He gave her a small smile.
“Mr. dea’Bon is retired from my clan’s business, and finds himself wishing for a little project to keep him entertained. He has offered to advise me, which is kind. Certainly, I shall have need of him.”
“Indeed,” she said, and put her tea cup on the tray. “It may be wise, to leave as soon as your planning allows,” she said, her lips feeling stiff. “The rumor inside the Watch is that Louis LeBlanc will be off the streets for four weeks, no longer. Since it is possible for you to remove yourself from danger . . .”
“I must stay until the end of the term,” he told her. “I have signed a contract.”
“How long?” she asked.
“Eight weeks. But after—”
“Yes, after. I advise, make your arrangements now.”
“I will,” he said, as she rose.
“You are leaving?”
“I have the early Watch tomorrow,” she lied. “Good-night, Don Eyr.”

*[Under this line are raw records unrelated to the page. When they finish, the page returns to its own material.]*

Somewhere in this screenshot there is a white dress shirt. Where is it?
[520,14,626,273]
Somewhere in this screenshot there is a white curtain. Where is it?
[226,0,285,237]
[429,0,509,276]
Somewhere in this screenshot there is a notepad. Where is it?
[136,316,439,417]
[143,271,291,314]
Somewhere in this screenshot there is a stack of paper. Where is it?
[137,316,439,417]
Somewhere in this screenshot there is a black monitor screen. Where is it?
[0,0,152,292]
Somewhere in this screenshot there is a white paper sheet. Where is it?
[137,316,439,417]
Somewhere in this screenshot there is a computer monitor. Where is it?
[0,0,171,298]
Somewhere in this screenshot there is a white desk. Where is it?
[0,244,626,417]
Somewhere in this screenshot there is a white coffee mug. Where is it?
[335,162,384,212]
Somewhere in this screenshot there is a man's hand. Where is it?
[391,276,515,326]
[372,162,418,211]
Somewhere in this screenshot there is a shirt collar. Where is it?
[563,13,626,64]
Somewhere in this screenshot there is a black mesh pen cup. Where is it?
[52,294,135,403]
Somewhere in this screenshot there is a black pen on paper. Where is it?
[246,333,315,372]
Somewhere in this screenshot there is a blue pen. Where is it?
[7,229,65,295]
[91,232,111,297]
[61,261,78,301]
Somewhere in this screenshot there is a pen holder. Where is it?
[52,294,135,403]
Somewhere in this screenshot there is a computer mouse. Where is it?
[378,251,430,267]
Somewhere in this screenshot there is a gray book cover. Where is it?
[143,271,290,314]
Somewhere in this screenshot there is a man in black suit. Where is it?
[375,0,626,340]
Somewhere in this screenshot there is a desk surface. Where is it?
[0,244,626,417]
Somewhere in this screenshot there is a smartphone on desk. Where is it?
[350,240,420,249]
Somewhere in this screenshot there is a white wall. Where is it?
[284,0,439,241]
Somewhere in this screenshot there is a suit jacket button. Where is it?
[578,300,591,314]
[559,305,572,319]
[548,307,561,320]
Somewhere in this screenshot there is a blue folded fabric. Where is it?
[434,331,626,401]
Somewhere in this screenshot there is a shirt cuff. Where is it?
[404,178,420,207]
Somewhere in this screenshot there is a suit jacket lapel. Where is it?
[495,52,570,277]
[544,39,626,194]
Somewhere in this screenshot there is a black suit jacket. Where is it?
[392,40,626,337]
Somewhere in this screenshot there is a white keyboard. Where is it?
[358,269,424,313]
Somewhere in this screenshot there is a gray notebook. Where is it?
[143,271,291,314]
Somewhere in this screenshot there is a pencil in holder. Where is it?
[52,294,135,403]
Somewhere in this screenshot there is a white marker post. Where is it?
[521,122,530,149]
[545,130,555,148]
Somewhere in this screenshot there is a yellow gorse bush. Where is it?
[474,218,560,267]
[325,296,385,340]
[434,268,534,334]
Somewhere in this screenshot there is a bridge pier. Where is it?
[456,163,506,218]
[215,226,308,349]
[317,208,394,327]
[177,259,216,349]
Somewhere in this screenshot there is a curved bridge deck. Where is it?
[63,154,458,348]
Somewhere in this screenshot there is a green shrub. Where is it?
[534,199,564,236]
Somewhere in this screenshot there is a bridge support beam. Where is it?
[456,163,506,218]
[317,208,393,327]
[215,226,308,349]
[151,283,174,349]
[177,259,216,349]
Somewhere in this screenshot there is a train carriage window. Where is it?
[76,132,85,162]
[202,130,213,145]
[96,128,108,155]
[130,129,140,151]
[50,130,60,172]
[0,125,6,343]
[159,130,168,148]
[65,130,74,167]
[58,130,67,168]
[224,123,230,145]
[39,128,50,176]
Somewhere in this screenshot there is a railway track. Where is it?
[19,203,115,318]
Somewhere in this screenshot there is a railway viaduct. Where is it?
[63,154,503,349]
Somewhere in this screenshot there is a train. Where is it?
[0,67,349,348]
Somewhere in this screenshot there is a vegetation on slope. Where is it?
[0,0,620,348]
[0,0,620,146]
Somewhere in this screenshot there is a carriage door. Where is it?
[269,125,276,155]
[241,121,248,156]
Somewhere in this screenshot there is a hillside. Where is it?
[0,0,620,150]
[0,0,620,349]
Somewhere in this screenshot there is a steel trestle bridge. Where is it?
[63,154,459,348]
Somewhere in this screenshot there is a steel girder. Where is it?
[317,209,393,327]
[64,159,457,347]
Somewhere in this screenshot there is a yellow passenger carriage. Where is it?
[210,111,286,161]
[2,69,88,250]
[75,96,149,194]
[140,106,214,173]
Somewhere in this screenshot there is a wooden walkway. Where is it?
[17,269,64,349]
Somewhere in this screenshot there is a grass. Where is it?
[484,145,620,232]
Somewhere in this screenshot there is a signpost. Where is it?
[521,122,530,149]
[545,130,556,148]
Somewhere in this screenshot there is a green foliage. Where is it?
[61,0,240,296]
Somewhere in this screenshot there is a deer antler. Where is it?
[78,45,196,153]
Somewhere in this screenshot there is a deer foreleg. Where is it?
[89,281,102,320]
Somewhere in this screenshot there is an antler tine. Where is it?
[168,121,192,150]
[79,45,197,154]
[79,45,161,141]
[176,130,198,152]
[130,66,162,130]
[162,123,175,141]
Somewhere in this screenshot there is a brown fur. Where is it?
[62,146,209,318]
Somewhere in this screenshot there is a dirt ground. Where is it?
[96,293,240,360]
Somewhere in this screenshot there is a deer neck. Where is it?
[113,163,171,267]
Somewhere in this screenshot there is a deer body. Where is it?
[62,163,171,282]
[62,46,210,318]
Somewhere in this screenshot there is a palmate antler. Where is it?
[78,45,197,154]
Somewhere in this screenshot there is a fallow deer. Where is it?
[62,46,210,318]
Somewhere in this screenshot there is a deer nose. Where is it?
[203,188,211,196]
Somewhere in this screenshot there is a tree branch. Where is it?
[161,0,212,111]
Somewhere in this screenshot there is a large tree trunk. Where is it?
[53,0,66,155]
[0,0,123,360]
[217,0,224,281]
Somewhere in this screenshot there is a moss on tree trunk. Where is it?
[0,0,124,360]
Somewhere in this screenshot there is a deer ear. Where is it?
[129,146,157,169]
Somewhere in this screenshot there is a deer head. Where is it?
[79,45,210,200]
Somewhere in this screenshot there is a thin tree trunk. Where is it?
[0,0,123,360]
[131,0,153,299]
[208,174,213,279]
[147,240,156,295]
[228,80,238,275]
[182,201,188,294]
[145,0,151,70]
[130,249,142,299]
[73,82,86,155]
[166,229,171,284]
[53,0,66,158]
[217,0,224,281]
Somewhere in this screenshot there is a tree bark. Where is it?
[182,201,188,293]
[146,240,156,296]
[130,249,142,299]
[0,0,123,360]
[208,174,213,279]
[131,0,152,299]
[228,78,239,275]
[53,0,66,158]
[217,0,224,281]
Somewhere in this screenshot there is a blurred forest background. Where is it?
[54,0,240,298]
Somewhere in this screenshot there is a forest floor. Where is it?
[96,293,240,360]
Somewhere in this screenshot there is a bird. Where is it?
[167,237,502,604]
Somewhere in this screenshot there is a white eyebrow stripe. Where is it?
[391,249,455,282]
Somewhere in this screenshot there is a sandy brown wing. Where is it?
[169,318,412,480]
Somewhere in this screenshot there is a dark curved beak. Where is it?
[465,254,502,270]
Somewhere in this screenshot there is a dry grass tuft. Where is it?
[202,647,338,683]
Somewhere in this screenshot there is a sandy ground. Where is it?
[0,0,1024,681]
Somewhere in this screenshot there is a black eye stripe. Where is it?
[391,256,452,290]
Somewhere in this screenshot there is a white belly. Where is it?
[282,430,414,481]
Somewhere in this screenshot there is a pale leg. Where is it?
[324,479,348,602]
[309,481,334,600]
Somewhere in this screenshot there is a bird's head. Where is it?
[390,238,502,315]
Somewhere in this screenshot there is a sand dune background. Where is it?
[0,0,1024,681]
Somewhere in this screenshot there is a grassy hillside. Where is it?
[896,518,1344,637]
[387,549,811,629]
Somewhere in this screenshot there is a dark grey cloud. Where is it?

“Good-night,” he said, and rose in his turn to open the bay door and see her out.
• • • • • •
The peaceful round of weeks flowed by, each day bringing its rewards. Don Eyr had dispatched letters, received some replies, and written more letters. He and Serana had kept to their schedule of sparring and suddenly, it was the day of Louis LeBlanc’s release from mandatory confinement.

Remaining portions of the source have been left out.